We Let an AI Attack Our Security Pipeline. Here's What 412 Attacks Taught Us.
Most security products ship a scanner, write some tests, and call it done. We tried something different: we told an AI to break our entire security pipeline as creatively as possible, then told it to fix every gap it found.
We call it the Ralph loop — named after Geoffrey Huntley's Ralph Wiggum technique, which uses an AI agent in an iterative loop where each cycle starts with fresh context. We adapted his approach for security hardening: instead of general development tasks, our loop exclusively attacks and defends the security pipeline — DLP scanning, content safety analysis, and input normalisation.
It runs autonomously — no human in the loop — iterating through attack, test, defend, verify, commit. Each cycle takes a few minutes. When it exhausts one category, it moves to the next.

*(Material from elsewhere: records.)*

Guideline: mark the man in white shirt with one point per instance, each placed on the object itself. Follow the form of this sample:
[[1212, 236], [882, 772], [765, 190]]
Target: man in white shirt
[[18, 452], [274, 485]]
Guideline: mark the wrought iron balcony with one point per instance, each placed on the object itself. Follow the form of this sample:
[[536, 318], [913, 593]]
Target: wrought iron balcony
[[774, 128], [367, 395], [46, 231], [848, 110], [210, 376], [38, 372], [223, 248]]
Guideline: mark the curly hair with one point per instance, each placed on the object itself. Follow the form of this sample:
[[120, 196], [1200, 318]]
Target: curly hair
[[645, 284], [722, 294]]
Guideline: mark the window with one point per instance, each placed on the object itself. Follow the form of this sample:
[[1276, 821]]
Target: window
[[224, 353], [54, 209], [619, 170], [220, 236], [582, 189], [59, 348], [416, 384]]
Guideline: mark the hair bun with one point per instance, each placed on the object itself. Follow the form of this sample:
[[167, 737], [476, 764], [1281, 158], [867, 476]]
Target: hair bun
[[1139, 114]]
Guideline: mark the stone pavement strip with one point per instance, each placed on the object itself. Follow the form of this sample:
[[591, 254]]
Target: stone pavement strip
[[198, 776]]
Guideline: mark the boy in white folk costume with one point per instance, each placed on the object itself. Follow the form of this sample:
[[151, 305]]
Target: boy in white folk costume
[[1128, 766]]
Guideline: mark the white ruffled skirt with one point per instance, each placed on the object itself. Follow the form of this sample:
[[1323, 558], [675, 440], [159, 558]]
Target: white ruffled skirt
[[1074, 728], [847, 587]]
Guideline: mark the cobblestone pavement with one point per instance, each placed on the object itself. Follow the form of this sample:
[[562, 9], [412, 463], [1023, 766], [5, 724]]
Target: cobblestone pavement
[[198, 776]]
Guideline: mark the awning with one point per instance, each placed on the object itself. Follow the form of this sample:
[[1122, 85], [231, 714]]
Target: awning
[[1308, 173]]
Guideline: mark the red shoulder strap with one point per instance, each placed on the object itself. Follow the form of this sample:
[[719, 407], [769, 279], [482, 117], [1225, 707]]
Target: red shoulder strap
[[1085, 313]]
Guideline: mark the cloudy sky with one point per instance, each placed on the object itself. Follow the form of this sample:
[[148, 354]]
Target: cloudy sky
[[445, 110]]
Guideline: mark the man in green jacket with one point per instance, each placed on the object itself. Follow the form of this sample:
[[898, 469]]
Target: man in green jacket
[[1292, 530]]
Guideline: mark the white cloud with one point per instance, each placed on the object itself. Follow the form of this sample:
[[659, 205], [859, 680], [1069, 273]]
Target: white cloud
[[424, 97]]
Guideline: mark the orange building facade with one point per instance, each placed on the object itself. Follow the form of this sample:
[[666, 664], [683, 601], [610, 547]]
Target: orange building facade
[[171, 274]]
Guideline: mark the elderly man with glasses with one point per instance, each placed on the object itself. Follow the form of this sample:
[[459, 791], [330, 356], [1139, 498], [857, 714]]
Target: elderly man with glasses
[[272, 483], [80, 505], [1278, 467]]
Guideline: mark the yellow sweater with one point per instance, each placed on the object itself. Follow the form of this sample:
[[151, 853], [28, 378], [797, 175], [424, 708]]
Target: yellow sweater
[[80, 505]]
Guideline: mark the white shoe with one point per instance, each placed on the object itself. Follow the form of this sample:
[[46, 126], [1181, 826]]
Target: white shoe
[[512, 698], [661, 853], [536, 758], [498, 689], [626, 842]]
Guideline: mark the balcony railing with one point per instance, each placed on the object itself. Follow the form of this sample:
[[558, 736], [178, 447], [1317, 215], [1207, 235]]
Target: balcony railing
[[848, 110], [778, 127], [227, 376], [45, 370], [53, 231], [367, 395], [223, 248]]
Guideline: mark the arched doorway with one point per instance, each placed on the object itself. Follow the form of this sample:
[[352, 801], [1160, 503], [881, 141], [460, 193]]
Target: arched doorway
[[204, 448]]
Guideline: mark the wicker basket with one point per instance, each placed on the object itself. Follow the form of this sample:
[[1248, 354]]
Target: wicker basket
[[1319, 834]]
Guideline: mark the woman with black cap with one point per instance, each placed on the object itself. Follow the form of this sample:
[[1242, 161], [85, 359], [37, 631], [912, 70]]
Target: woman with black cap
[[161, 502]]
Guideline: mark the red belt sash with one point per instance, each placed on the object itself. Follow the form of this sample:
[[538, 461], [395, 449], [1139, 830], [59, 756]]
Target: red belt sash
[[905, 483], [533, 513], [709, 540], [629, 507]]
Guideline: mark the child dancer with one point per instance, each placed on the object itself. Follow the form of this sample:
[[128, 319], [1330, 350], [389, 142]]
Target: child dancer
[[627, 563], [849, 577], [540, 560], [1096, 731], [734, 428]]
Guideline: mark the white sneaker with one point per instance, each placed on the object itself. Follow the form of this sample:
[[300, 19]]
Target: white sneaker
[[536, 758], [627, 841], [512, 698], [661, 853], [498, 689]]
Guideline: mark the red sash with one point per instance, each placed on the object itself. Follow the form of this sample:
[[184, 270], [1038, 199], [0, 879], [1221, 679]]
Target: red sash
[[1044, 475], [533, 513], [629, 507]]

What the Pipeline Actually Does
When an MCP tool call passes through our hub, it goes through two distinct security layers before reaching the upstream server:
Content Safety Pipeline — five specialised scanners running in sequence:
- Prompt injection detection — catches attempts to override system instructions, across six languages, with leetspeak and unicode homoglyph normalisation
- Malicious code scanning — SQL/NoSQL/GraphQL/LDAP injection, shell commands, deserialisation attacks, encoded payloads
- Dangerous command detection — git operations, filesystem manipulation, database admin commands, container escape attempts
- File validation — base64-decoded MIME type verification, PDF JavaScript detection, SVG script injection, ZIP integrity, image polyglot headers
- URL scanning — Redis-backed blocklist, IDN homograph detection, SSRF via private IP ranges, fragment authority smuggling
DLP Pipeline — Presidio-based PII detection plus regex-based secret scanning across 26 detection groups, with per-group modes (block, filter/redact, or warn).
Every scanner receives input that has already passed through a 30-stage deobfuscation normaliser — the real first line of defense. The normaliser strips zero-width characters, decodes nested encodings (iterative base64/32/85/hex up to 10 layers deep), resolves unicode confusables, expands SQL CHAR expressions, resolves bash variables, folds string concatenation, and handles everything from MIME quoted-printable to UTF-7 chunks to Braille-to-base64 mappings.
The pipeline processes both directions — scanning requests going to upstream MCP servers and responses coming back — with configurable per-scanner direction and enforcement mode.
How the Ralph Loop Works
The red team role is played by a rotating cast of models available through our Ollama infrastructure. Each brings a different perspective on evasion. The blue team (defense) is handled by Gemini, which builds the fix, runs the tests, and commits.
The two sides don't share context. Each iteration starts fresh.
The loop now runs in three phases:
Phase 0: CVE Backlog Gate
Before any creative work, the loop must defend against every known MCP vulnerability. We maintain a regression suite of real CVE and OWASP vectors — currently 84, sourced from the Vulnerable MCP Project, the NVD, GitHub Advisory Database, and OSV.dev. These cover command injection (CVE-2025-6514, CVSS 9.6), path traversal chains in official MCP servers (CVE-2025-68143/68144/68145), DNS rebinding in the TypeScript SDK (CVE-2025-66414), SSRF in Atlassian MCP (CVE-2026-27826), and prompt injection via tool response poisoning.
Every CVE vector must pass — meaning our pipeline blocks the attack payload — before the loop proceeds. All 84 currently pass.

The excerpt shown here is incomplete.